Para esto último influye también la apelación a varias recurrencias formales y narrativas que hoy lucen apolilladas, dignas de otro tiempo. Empezando, claro, por una dupla protagónica que hace de la sobreactuación una norma, en especial Sean Penn, que sigue pensando que interpretar es gritar y gesticular exageradamente. Que encarne a un auténtico lunático no ayuda demasiado.
Pero el protagonista central no es Penn sino Gibson, quien da vida a James Murray, un escocés al que le ofrecen hacerse cargo del proyecto del diccionario de Oxford. Una tarea faraónica, en tanto la meta es rastrear todas las palabras en inglés, en todas sus acepciones y con ejemplos para cada una de ellas. El trabajo se empantana hasta que la carta de uno de los tantos voluntarios que enviaron información aparece como salvación. Ese escriba es William Minor, un cirujano estadounidense y veterano de guerra internado en un psiquiátrico británico después de haber cometido un asesinato durante uno de sus ataques alucinatorios.
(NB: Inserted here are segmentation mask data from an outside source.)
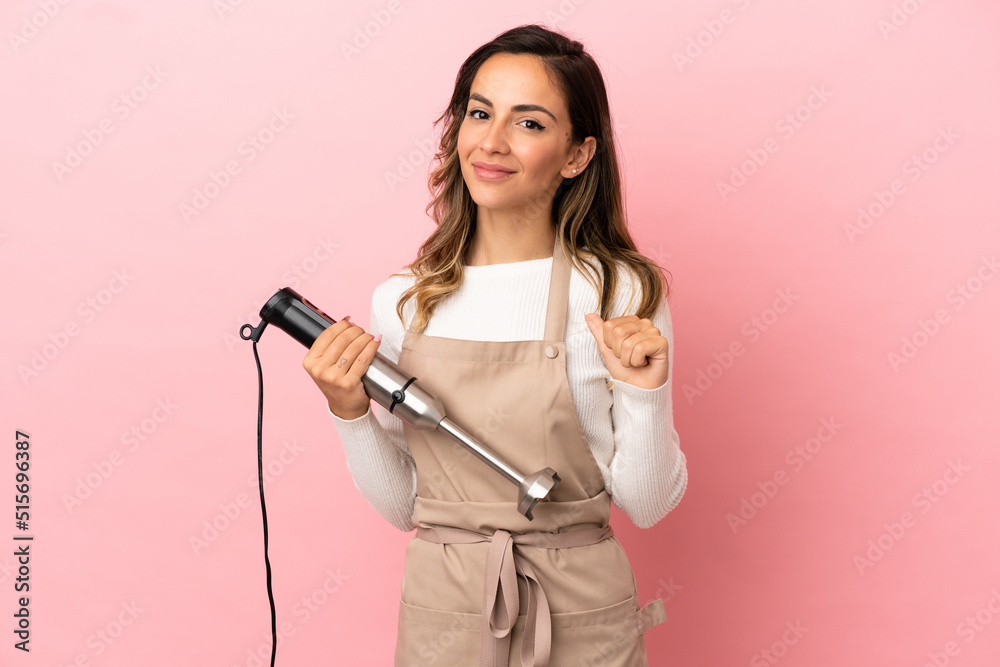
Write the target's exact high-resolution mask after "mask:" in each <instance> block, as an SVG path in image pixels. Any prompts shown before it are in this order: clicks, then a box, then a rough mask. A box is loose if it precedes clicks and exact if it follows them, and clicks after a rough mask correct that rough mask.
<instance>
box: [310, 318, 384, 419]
mask: <svg viewBox="0 0 1000 667" xmlns="http://www.w3.org/2000/svg"><path fill="white" fill-rule="evenodd" d="M348 317H350V316H347V317H345V318H344V319H342V320H340V321H339V322H336V323H334V324H332V325H330V326H329V327H327V329H326V330H325V331H324V332H323V333H321V334H320V335H319V336H318V337H317V338H316V340H315V341H314V342H313V344H312V347H310V348H309V352H307V353H306V358H305V359H303V360H302V366H303V368H305V369H306V372H308V373H309V376H310V377H311V378H312V379H313V382H315V383H316V386H318V387H319V388H320V391H322V392H323V395H324V396H326V400H327V403H328V404H329V406H330V412H332V413H333V414H335V415H336V416H338V417H340V418H341V419H348V420H349V419H357V418H358V417H363V416H364V415H365V413H367V412H368V408H369V405H370V402H371V398H369V397H368V394H366V393H365V388H364V385H363V384H362V383H361V378H362V376H364V374H365V372H366V371H367V370H368V366H369V364H371V362H372V359H374V358H375V352H377V351H378V347H379V345H380V344H381V338H382V337H381V336H379V339H378V340H376V339H375V338H374V337H373V336H372V335H371V334H370V333H368V332H366V331H365V330H364V329H362V328H361V327H359V326H358V325H356V324H354V323H352V322H349V321H348Z"/></svg>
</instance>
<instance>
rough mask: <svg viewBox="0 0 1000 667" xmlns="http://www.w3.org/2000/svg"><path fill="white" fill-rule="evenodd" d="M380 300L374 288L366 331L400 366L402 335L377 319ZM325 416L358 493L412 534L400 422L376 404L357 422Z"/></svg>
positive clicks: (401, 423)
mask: <svg viewBox="0 0 1000 667" xmlns="http://www.w3.org/2000/svg"><path fill="white" fill-rule="evenodd" d="M380 297H381V298H382V299H383V300H384V299H385V298H386V295H385V293H383V291H382V289H381V286H379V287H376V289H375V293H374V294H373V295H372V308H371V319H370V320H369V321H370V322H371V325H370V327H369V329H368V331H369V333H371V334H373V335H378V334H380V333H381V334H383V336H382V343H381V345H380V346H379V353H380V354H382V355H383V356H384V357H386V358H387V359H391V360H392V361H393V362H396V361H398V360H399V354H400V347H401V343H402V336H401V334H400V332H397V331H395V330H392V331H386V330H385V329H384V328H383V326H382V322H381V321H380V320H379V317H378V311H379V307H378V306H379V299H380ZM394 321H397V322H398V319H397V320H394ZM399 328H400V329H401V328H402V327H401V326H400V327H399ZM397 334H399V335H397ZM327 411H328V412H330V417H331V418H332V419H333V423H334V425H335V427H336V429H337V434H338V435H339V436H340V442H341V445H342V446H343V448H344V454H345V455H346V457H347V469H348V471H349V472H350V473H351V478H352V479H353V480H354V486H355V488H357V489H358V491H360V492H361V494H362V495H364V497H365V499H367V500H368V503H369V504H370V505H371V506H372V509H374V510H375V511H376V512H377V513H378V514H379V516H381V517H382V518H384V519H385V520H386V521H388V522H389V523H391V524H392V525H393V526H395V527H396V528H398V529H400V530H403V531H408V530H412V529H413V528H414V526H413V522H412V515H413V501H414V497H415V496H416V485H417V468H416V464H415V463H414V461H413V457H412V456H411V455H410V451H409V448H408V447H407V446H406V437H405V435H404V433H403V422H402V420H400V419H399V418H398V417H395V416H393V415H390V414H389V413H388V411H387V410H385V408H383V407H382V406H381V405H379V404H378V403H375V402H374V401H372V402H371V403H370V404H369V406H368V412H366V413H365V414H364V415H362V416H361V417H358V418H357V419H341V418H340V417H338V416H337V415H335V414H333V412H331V411H330V410H329V406H328V407H327Z"/></svg>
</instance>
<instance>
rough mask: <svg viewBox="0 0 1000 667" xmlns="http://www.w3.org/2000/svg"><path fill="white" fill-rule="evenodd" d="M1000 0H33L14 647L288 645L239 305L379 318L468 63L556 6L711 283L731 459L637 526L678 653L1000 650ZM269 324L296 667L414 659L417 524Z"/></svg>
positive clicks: (810, 665)
mask: <svg viewBox="0 0 1000 667" xmlns="http://www.w3.org/2000/svg"><path fill="white" fill-rule="evenodd" d="M224 7H229V9H230V10H231V11H228V10H225V9H221V8H224ZM46 8H47V11H48V12H49V13H50V14H52V15H51V17H50V16H49V15H47V14H46ZM378 17H381V23H379V21H378ZM998 19H1000V9H998V7H997V5H996V4H995V3H994V2H989V1H987V0H969V1H967V2H963V3H946V2H925V3H919V2H917V1H916V0H905V1H894V0H878V1H875V2H872V1H871V0H864V1H862V0H844V1H842V2H837V3H803V2H793V1H792V0H784V1H778V0H771V1H769V2H758V1H757V0H738V1H734V2H727V1H725V0H719V1H717V2H702V3H695V2H686V3H682V2H676V1H674V2H633V3H623V2H618V3H610V2H603V3H599V2H584V1H582V0H575V1H574V0H563V1H562V2H556V1H555V0H553V1H552V2H550V3H538V2H521V1H512V2H505V3H501V4H493V5H490V4H482V3H467V2H452V1H450V0H449V1H447V2H436V3H433V4H431V3H410V2H401V3H400V2H392V3H387V2H382V1H378V2H360V3H327V2H320V1H319V0H295V1H291V2H280V3H279V2H262V1H260V0H254V1H251V0H247V1H245V2H239V1H237V0H230V1H229V2H227V0H219V1H218V2H212V1H210V0H200V1H198V2H194V1H192V0H187V1H185V2H171V3H152V2H145V3H141V2H137V1H135V0H133V1H131V2H109V1H97V0H93V1H91V0H78V1H76V2H71V3H67V4H65V5H63V4H59V2H57V0H32V1H22V0H17V1H11V2H6V3H4V4H3V8H2V9H0V25H2V27H3V32H4V35H5V39H4V42H5V43H4V46H3V47H2V48H0V90H2V91H3V98H4V100H3V104H2V109H3V111H2V114H3V124H2V131H3V136H2V151H0V160H2V162H0V170H2V179H3V190H2V193H3V205H2V208H0V216H2V217H0V280H2V284H3V286H4V299H5V301H6V304H5V305H6V308H5V315H4V327H3V331H4V344H3V345H2V346H0V355H2V369H3V380H2V382H3V384H2V387H3V390H2V391H3V410H2V413H0V414H2V422H3V423H2V439H3V441H4V442H3V445H2V447H0V452H3V453H2V454H0V471H2V472H0V499H2V505H0V516H3V517H6V519H5V520H4V521H3V522H0V554H2V555H0V618H3V619H6V620H3V621H0V636H3V637H5V638H6V639H5V640H4V642H3V644H2V646H0V656H2V657H0V662H2V663H3V664H10V665H17V664H37V665H46V666H55V665H70V664H78V665H91V664H92V665H102V666H130V667H131V666H134V665H148V664H153V665H179V664H191V665H226V666H235V665H244V666H250V665H255V664H261V663H264V662H266V656H267V648H266V645H267V641H268V636H267V631H268V622H269V621H268V606H267V598H266V593H265V586H264V567H263V562H262V561H263V559H262V538H261V525H260V510H259V505H258V501H257V499H256V496H255V488H256V487H255V486H254V475H255V472H256V444H255V437H256V409H257V404H256V401H257V378H256V369H255V366H254V362H253V355H252V351H251V345H250V344H249V343H246V342H244V341H241V340H239V339H238V338H237V337H236V336H237V331H238V328H239V326H240V325H241V324H243V323H244V322H250V323H253V324H256V323H257V322H258V320H259V318H258V316H257V311H258V310H259V308H260V307H261V306H262V305H263V303H264V302H265V301H266V299H267V298H268V297H269V296H270V295H271V294H273V293H274V291H275V290H277V289H278V288H279V287H282V286H286V285H287V286H291V287H293V288H295V289H297V290H299V291H300V292H302V293H303V294H305V295H306V296H308V297H309V298H310V300H312V301H313V302H315V303H317V304H319V305H320V306H321V307H323V308H324V309H325V310H327V311H329V312H330V313H331V314H332V315H334V316H335V317H337V318H338V319H339V318H340V317H342V316H343V315H347V314H351V315H353V316H354V317H353V319H354V320H355V321H356V322H358V323H359V324H363V325H364V324H366V323H367V321H368V310H369V305H370V298H371V292H372V289H373V288H374V286H375V285H377V284H378V283H379V282H381V281H382V280H384V279H385V278H386V277H388V275H389V274H390V273H392V272H394V271H396V270H398V269H399V268H400V267H401V266H403V265H404V264H405V263H407V262H408V261H409V260H410V259H411V258H412V257H413V255H414V253H415V252H416V249H417V247H418V245H419V243H420V242H421V241H422V240H423V239H424V238H425V237H426V235H427V234H428V233H429V232H430V230H431V226H432V223H431V222H430V220H429V219H428V218H427V217H426V216H425V215H424V205H425V204H426V203H427V200H428V194H427V189H426V181H425V173H426V171H427V168H428V160H429V156H430V150H429V149H428V145H429V142H430V141H431V140H432V139H433V137H434V133H435V130H433V129H432V127H431V122H432V120H433V119H434V118H435V117H436V116H437V115H438V114H439V112H440V111H441V109H442V108H443V105H444V104H445V103H446V102H447V100H448V97H449V95H450V93H451V89H452V85H453V82H454V77H455V74H456V72H457V69H458V67H459V65H460V64H461V62H462V61H463V60H464V59H465V57H466V56H468V54H469V53H471V52H472V51H473V50H474V49H475V48H476V47H478V46H479V45H480V44H482V43H484V42H486V41H488V40H489V39H491V38H492V37H493V36H494V35H496V34H497V33H499V32H501V31H503V30H505V29H507V28H510V27H513V26H515V25H519V24H522V23H529V22H543V23H546V24H548V25H549V26H550V27H556V28H559V29H562V30H564V31H566V32H568V33H570V34H571V35H573V36H576V37H578V38H580V39H582V40H583V41H584V42H585V43H586V44H587V45H588V46H589V48H590V50H591V52H592V53H593V55H594V56H595V57H596V59H597V60H598V62H599V63H600V65H601V67H602V69H603V71H604V74H605V77H606V80H607V83H608V87H609V91H610V96H611V101H612V107H613V109H612V111H613V114H614V119H615V121H616V123H617V129H618V139H619V143H620V146H621V157H622V161H623V165H622V166H623V169H624V176H625V182H626V186H627V193H626V194H627V198H628V213H629V216H630V220H631V230H632V234H633V235H634V237H635V238H636V241H637V242H638V244H639V245H640V248H641V249H642V250H643V251H644V252H645V253H646V254H648V255H649V256H651V257H653V258H654V259H656V260H657V261H659V262H661V263H663V264H664V265H665V266H666V267H667V268H668V269H669V270H670V271H671V273H672V276H673V291H672V296H671V302H670V303H671V309H672V313H673V317H674V326H675V335H676V341H675V345H676V357H675V359H676V368H675V369H674V372H675V373H676V377H675V384H674V386H675V392H676V393H675V397H674V400H675V410H676V420H677V428H678V431H679V433H680V435H681V445H682V448H683V450H684V451H685V453H686V455H687V457H688V467H689V472H690V485H689V488H688V491H687V494H686V496H685V497H684V499H683V500H682V502H681V504H680V506H679V507H678V508H677V509H676V510H675V511H674V512H672V513H671V514H670V515H668V516H667V518H666V519H664V520H663V521H662V522H661V523H659V524H658V525H657V526H655V527H654V528H652V529H649V530H639V529H637V528H635V527H634V526H632V525H631V524H629V523H628V520H627V518H626V517H625V516H624V515H623V514H622V513H620V512H617V511H616V514H615V516H614V517H613V519H612V521H613V523H614V525H615V527H616V530H617V531H618V534H619V535H620V536H621V539H622V541H623V542H624V543H625V547H626V550H627V551H628V553H629V555H630V557H631V559H632V562H633V564H634V567H635V571H636V575H637V579H638V583H639V591H640V596H641V597H642V598H643V599H644V600H646V599H651V598H653V597H654V596H658V595H659V596H663V597H664V598H665V600H666V609H667V615H668V618H669V620H668V622H667V623H666V624H665V625H663V626H660V627H659V628H657V629H655V630H654V631H652V632H651V633H650V634H649V635H648V646H649V654H650V662H651V664H653V665H666V664H669V665H678V666H680V665H684V666H703V665H740V664H742V665H746V664H750V665H752V666H754V665H770V664H776V663H778V664H782V665H808V666H811V667H825V666H828V665H829V666H832V665H845V664H851V665H886V664H893V665H903V664H906V665H925V664H927V665H943V664H954V665H961V666H965V667H972V666H986V665H996V664H997V661H998V657H1000V558H998V547H1000V534H998V530H997V522H996V520H995V518H994V517H993V516H992V510H994V508H995V506H996V504H997V500H998V492H997V488H998V485H997V481H996V478H997V473H998V461H997V455H996V453H995V452H996V447H997V433H998V428H997V427H998V423H997V416H996V415H997V409H996V406H997V405H998V402H1000V389H998V387H1000V384H998V381H997V377H998V371H1000V363H998V361H1000V353H998V352H997V348H996V346H995V344H992V343H991V341H996V330H997V324H998V319H1000V318H998V313H1000V277H997V276H996V272H997V270H998V268H997V267H996V266H995V264H996V257H997V253H998V251H1000V233H998V224H997V223H998V216H997V213H998V211H997V208H998V207H997V202H996V183H997V177H998V176H1000V174H998V169H997V161H996V156H997V154H998V151H1000V136H998V130H997V124H996V118H997V117H1000V94H998V93H1000V90H998V86H1000V77H998V74H1000V71H998V69H1000V68H998V64H1000V45H998V43H997V40H996V35H997V30H998V27H1000V25H998V23H1000V21H998ZM893 22H895V23H893ZM366 30H367V31H369V33H370V34H371V35H373V36H372V37H364V31H366ZM356 40H357V44H358V46H356V47H355V49H356V50H355V52H354V53H352V54H346V55H345V50H344V48H345V47H344V45H347V44H351V43H353V42H355V41H356ZM685 53H686V54H687V55H686V56H683V54H685ZM685 57H686V58H687V60H684V58H685ZM817 91H818V92H817ZM123 96H124V97H123ZM810 105H811V106H810ZM275 110H277V112H278V115H276V111H275ZM789 114H790V117H789ZM796 116H797V118H796ZM282 118H284V120H282ZM250 137H259V139H260V141H261V142H266V143H261V144H259V149H250V148H248V147H249V146H250V144H248V143H244V142H247V141H248V140H249V138H250ZM935 142H936V143H935ZM74 151H75V152H76V153H77V155H78V161H77V159H75V158H72V157H68V154H70V153H71V152H74ZM921 156H923V157H921ZM915 157H916V158H918V159H921V160H922V165H923V166H922V167H921V166H918V165H917V163H916V162H915V161H914V158H915ZM765 158H766V159H765ZM67 160H71V161H72V164H74V165H75V166H68V164H69V163H67ZM57 162H60V163H67V168H57V166H56V164H55V163H57ZM227 164H230V167H231V171H232V173H231V174H230V175H228V176H225V177H224V176H221V175H220V174H221V173H222V172H223V171H224V170H225V169H226V168H227ZM213 175H214V176H213ZM213 178H214V179H215V181H216V182H217V183H220V184H222V185H221V187H215V186H213V185H212V184H213ZM720 183H729V185H730V186H731V189H729V190H726V191H724V192H722V191H720ZM196 192H200V193H202V194H208V195H209V196H210V198H209V199H206V200H205V201H204V202H201V204H202V205H203V207H202V210H199V211H197V212H196V214H194V215H190V216H185V215H184V214H183V212H182V207H183V206H185V205H186V206H192V207H193V206H194V204H195V203H197V202H195V199H196V195H195V193H196ZM859 207H860V208H862V209H868V210H869V211H870V212H871V215H872V217H871V218H870V219H867V220H863V221H862V222H861V223H860V224H859V222H858V218H859V213H858V210H859ZM186 218H187V219H186ZM852 230H853V231H852ZM376 244H377V245H376ZM959 288H961V290H960V289H959ZM963 291H964V293H963ZM781 294H784V295H785V298H784V300H782V299H781V297H780V295H781ZM789 304H790V305H789ZM779 311H780V312H779ZM911 345H912V348H911V347H910V346H911ZM259 347H260V352H261V357H262V363H263V366H264V376H265V415H264V420H265V421H264V435H265V461H266V462H267V463H268V465H269V467H270V468H271V470H272V472H274V473H275V475H274V476H273V478H272V479H271V480H270V482H269V485H268V489H267V493H268V510H269V519H270V525H271V544H272V565H273V569H274V590H275V596H276V604H277V609H278V614H279V624H280V625H281V626H283V627H284V628H285V630H286V633H287V634H288V636H287V638H286V639H284V640H283V641H282V644H281V647H280V648H279V651H278V663H279V664H281V665H318V664H357V665H386V664H390V662H391V655H392V650H393V641H394V636H395V623H396V605H397V596H398V587H399V580H400V576H401V567H402V558H403V549H404V546H405V544H406V542H407V541H408V540H409V539H410V534H408V533H407V534H404V533H400V532H399V531H397V530H396V529H394V528H392V527H391V526H390V525H389V524H388V523H386V522H384V521H382V520H381V519H379V517H378V516H377V515H376V514H375V513H374V512H373V511H372V510H371V509H370V508H369V506H368V504H367V503H366V501H365V500H364V498H363V497H362V496H361V495H360V494H359V493H358V492H357V491H356V490H355V489H354V487H353V485H352V483H351V480H350V477H349V475H348V472H347V469H346V467H345V463H344V457H343V453H342V451H341V449H340V445H339V442H338V440H337V436H336V432H335V430H334V428H333V424H332V423H331V422H330V418H329V417H328V416H327V414H326V410H325V406H324V400H323V397H322V396H321V394H320V393H319V391H318V390H317V389H316V388H315V387H314V385H313V384H312V382H311V381H310V379H309V378H308V376H307V375H306V374H305V372H304V371H303V370H302V368H301V365H300V364H301V360H302V357H303V356H304V353H305V350H304V348H302V347H301V346H299V344H298V343H296V342H294V341H292V340H291V339H290V338H288V337H286V336H284V335H282V334H278V333H276V332H275V333H267V334H265V335H264V338H263V339H262V341H261V344H260V346H259ZM734 349H735V351H737V352H738V353H739V354H736V355H732V352H731V350H734ZM904 354H905V355H907V356H904ZM36 355H39V356H36ZM730 355H731V356H730ZM892 355H898V358H896V357H893V356H892ZM33 361H34V363H35V365H36V370H35V371H34V372H28V373H26V372H25V369H26V368H27V369H30V368H31V365H32V363H33ZM164 406H166V407H164ZM831 424H832V426H831ZM16 429H20V430H22V431H27V432H28V433H30V434H31V442H32V449H31V456H32V458H31V484H32V494H31V521H30V530H29V531H28V533H30V534H32V535H34V536H35V541H34V542H33V543H32V547H31V549H32V551H31V553H32V560H31V602H30V613H31V631H32V635H31V644H30V646H31V649H32V650H31V652H30V653H29V654H24V653H22V652H21V651H16V650H14V649H13V648H12V644H13V640H14V638H13V636H12V632H11V631H12V629H13V617H12V615H13V613H14V611H15V605H16V597H17V595H16V594H15V592H14V583H15V582H14V579H15V577H16V574H15V573H14V571H13V566H14V565H15V562H14V558H13V556H12V553H13V549H14V546H13V545H14V541H13V536H14V535H15V534H20V531H17V530H16V529H15V527H14V518H13V513H14V508H13V504H14V502H13V495H14V490H13V484H14V479H13V478H14V472H15V471H14V467H13V464H14V437H15V436H14V434H15V430H16ZM133 430H134V431H135V432H136V433H137V434H138V436H136V435H131V434H130V431H133ZM139 436H141V439H140V437H139ZM797 449H798V450H800V453H796V450H797ZM810 450H811V451H810ZM802 451H805V455H806V456H808V459H806V458H804V457H803V456H802ZM282 457H283V458H282ZM102 471H103V474H102ZM88 480H89V482H88ZM776 480H777V481H776ZM925 489H926V491H924V490H925ZM741 512H743V516H742V517H740V513H741ZM213 523H214V524H215V525H216V529H212V528H210V526H211V525H212V524H213ZM213 530H214V532H213ZM196 539H201V540H204V541H203V543H202V544H200V545H198V544H196V543H195V542H194V540H196ZM310 600H311V601H310ZM307 602H308V603H309V604H310V605H311V609H310V607H309V606H307V604H306V603H307ZM977 618H978V620H977ZM793 629H794V630H793ZM765 650H766V651H767V652H768V653H767V654H766V655H765V654H764V653H763V651H765ZM257 651H259V654H260V655H261V656H263V657H262V658H255V657H254V653H255V652H257Z"/></svg>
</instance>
La estructura narrativa de Entre la razón y la locura descansa sobre tres pilares. Por un lado, el titánico esfuerzo de Murray para llevar adelante una misión más cercana a la locura que a la razón que atribuye el título. Por otro, la historia de Minor y su progresiva descomposición mental, a lo que suma el inicio de una relación amorosa con la mujer de su víctima. Ambas partes no se llevan del todo bien, y da la sensación de que se tratan de dos películas distintas que nunca terminan de cuajar. A lo quijotesco del trabajo de Murray, con toda su pulsión didacta, se le cruza el drama sobreactuado de Penn y su derrotero mental.
El tercer pilar es la interacción entre ambos. Luego de recibir el material de Minor, Murray empieza a frecuentarlo en el psiquiátrico hasta que establecen algo parecido a una amistad. El problema es que Penn es tan amanerado en sus gestos, tan evidente en su actuación, que hace que hasta Gibson parezca un actor sutil. De haberle dedicado más atención a esa aventura lingüística, Entre la razón y la locura habría sido una película más concentrada, más noble y genuinamente intensa, además de mucho mejor.